The shiniest galleries at the Getty Center are found in the South Pavilion. Here, in the realm of European decorative arts, visitors enjoy taking photos of sleek marquetry veneers, translucent porcelain, glittering gilt bronze—and themselves, reflected in stunning mirrors. We recently rearranged objects in these galleries, in the process making selfies easier to pull off.
Fancy Glints for Fancy Tastes
Mirrors in the Getty’s collection come mainly from 17th- and 18th-century France, where they fulfilled both aesthetic and utilitarian needs. Set within ornamental frames and incorporated into interior walls, mirror or plate glass reflected natural and artificial light while also creating an illusion of spatial depth. By night, the mirrors glinted and glowed by candlelight.
In France, artisans known as miroitiers created mirrors by pouring molten glass onto iron plates that were then polished and “silvered” with mercury, a process that was less than perfect or safe for the craftsmen. Large sheets of plate glass were difficult to produce before technological breakthroughs were made in the late 1700s, and smaller pieces were often combined to form larger mirrors.
The inherent fragility of mirror glass added to its expense; a pair of Swedish silver-plated bronze girandole mirrors are among the few objects in the Museum’s collection that retain their original glass, intended to reflect flickering candlelight. Carl Gustaf Tessin, a Swedish nobleman and ambassador to France, wrote to his wife in 1741 that “we are unlucky with mirrors” after a shipment ended in disaster. Although Tessin made sure to properly chastise the deliveryman for his careless packaging, he admitted that this “does not give us back our looking-glass.”
Given the costs associated with their manufacture and purchase, mirrors were as much a statement of personal taste and fashion as they were a sign of wealth and prestige. Perhaps Tessin drew inspiration from the legendary Hall of Mirrors at Versailles, completed in 1684, when buying his French mirrors.

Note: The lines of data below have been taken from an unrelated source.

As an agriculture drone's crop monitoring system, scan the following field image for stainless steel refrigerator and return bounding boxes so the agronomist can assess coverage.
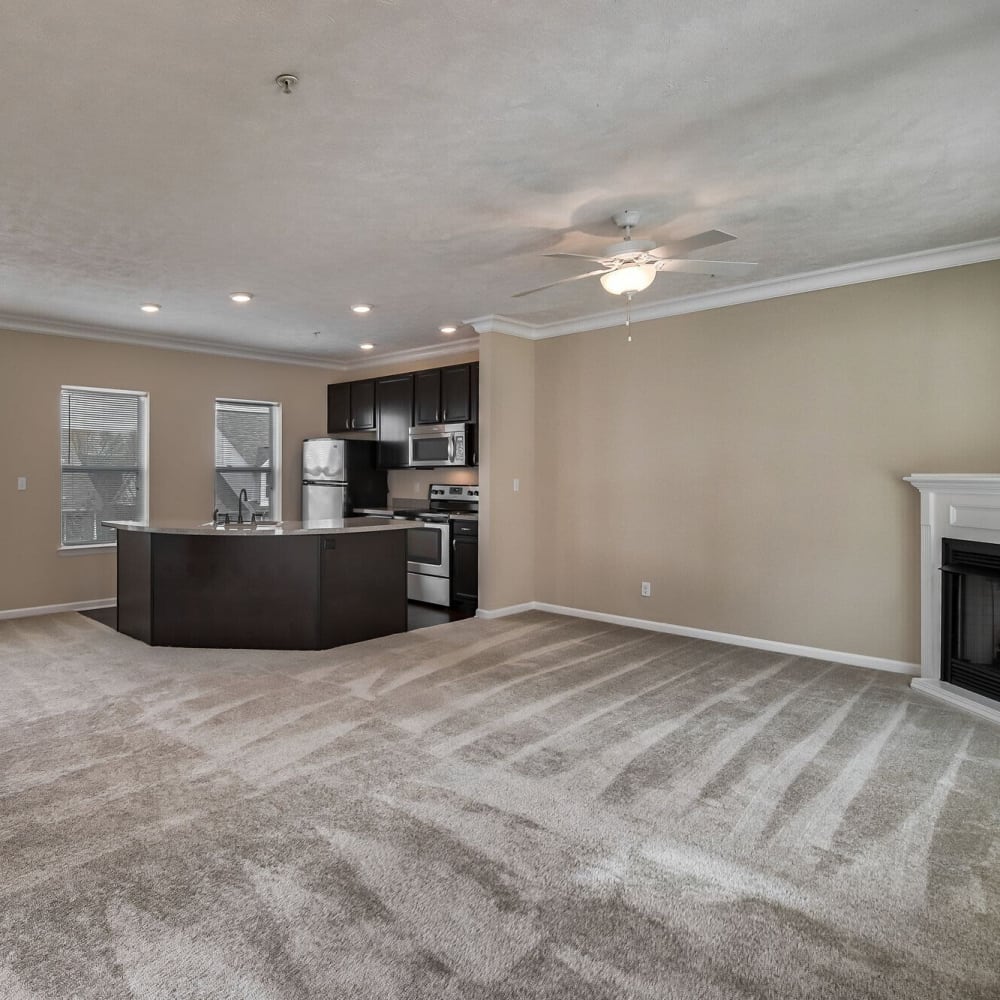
[302,438,389,521]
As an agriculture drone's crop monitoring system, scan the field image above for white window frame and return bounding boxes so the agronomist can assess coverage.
[57,385,150,555]
[212,396,282,521]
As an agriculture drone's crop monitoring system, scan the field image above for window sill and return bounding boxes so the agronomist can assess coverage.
[56,542,118,556]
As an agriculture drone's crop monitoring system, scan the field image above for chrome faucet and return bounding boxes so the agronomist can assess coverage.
[236,487,249,524]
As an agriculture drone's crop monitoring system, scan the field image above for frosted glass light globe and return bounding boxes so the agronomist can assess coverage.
[601,264,656,295]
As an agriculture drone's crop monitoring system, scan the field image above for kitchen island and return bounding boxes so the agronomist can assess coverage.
[104,517,411,649]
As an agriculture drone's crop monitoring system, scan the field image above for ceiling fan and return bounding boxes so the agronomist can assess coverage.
[512,211,757,299]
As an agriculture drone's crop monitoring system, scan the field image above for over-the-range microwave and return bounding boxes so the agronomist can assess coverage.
[410,424,475,468]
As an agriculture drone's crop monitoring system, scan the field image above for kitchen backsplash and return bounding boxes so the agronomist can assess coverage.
[389,469,479,500]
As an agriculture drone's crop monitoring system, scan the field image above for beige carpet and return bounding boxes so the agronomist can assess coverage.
[0,613,1000,1000]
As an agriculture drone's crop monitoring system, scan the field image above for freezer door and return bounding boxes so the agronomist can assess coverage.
[302,483,346,521]
[302,438,347,483]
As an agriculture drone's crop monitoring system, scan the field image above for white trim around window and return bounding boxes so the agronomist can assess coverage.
[213,398,281,521]
[59,385,149,555]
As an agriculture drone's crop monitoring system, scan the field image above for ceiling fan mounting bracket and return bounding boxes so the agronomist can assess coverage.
[614,208,641,229]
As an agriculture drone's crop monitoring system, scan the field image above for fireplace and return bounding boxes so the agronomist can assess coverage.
[941,538,1000,702]
[906,473,1000,723]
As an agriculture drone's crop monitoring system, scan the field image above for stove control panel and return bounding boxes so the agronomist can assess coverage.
[428,483,479,502]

Historic Mirrors, Contemporary Selfies
Many 21st-century visitors are also drawn to the historic mirrors in the South Pavilion. In fact, they provide a perfect opportunity to record a personal souvenir of a visit to the Getty.
On any given day, countless guests can be seen taking mirror selfies throughout the galleries, including in the neoclassical salon de compagnie designed by Claude-Nicolas Ledoux at the time of the French Revolution—an endlessly reflecting mirror-paneled room that takes the concept of mirror selfie to the next level.
This room, saved from the Parisian home of West Indian planter Jean-Baptiste Hosten before its demolition around 1892, was reconstructed in the Getty’s South Pavilion. Modern reproductions simulate the appearance of the original glass, lost during the removal of the interior paneling in the late 1800s.
Another decorative arts favorite for selfies is an extravagant, almost architectural mirror in the South Pavilion’s Great Hall. Standing over 10 feet tall, its oak and limewood frame features lavish carved details including a smiling female mask. In style, the mirror is a bridge between the formal French baroque tradition and the more lighthearted, playful designs of the rococo, a transition that took place in the early 1700s.
A mirror like this would have likely been hung between two windows, a space known as a trumeau in French, and over a chest of drawers or a console table in an elite Parisian residence. Mirrors displayed in this way are often referred to as “pier glasses” in English, and one of this size would have required more than one piece of glass. At the Museum, two pieces of modern glass are used to recreate this authentic period appearance.
Until recently, a chest of drawers and a Chinese porcelain bowl with silver mounts were exhibited below the mirror. Given its popularity for taking selfies, curators improvised to protect the furniture and porcelain from potential damage. With these pieces relocated further down the gallery, visitors can now see and photograph the mirror—and themselves—more clearly.
Come admire your reflection and take as many pictures as you wish. And when you do, stop and reflect on the power and symbolism of mirrors in centuries past.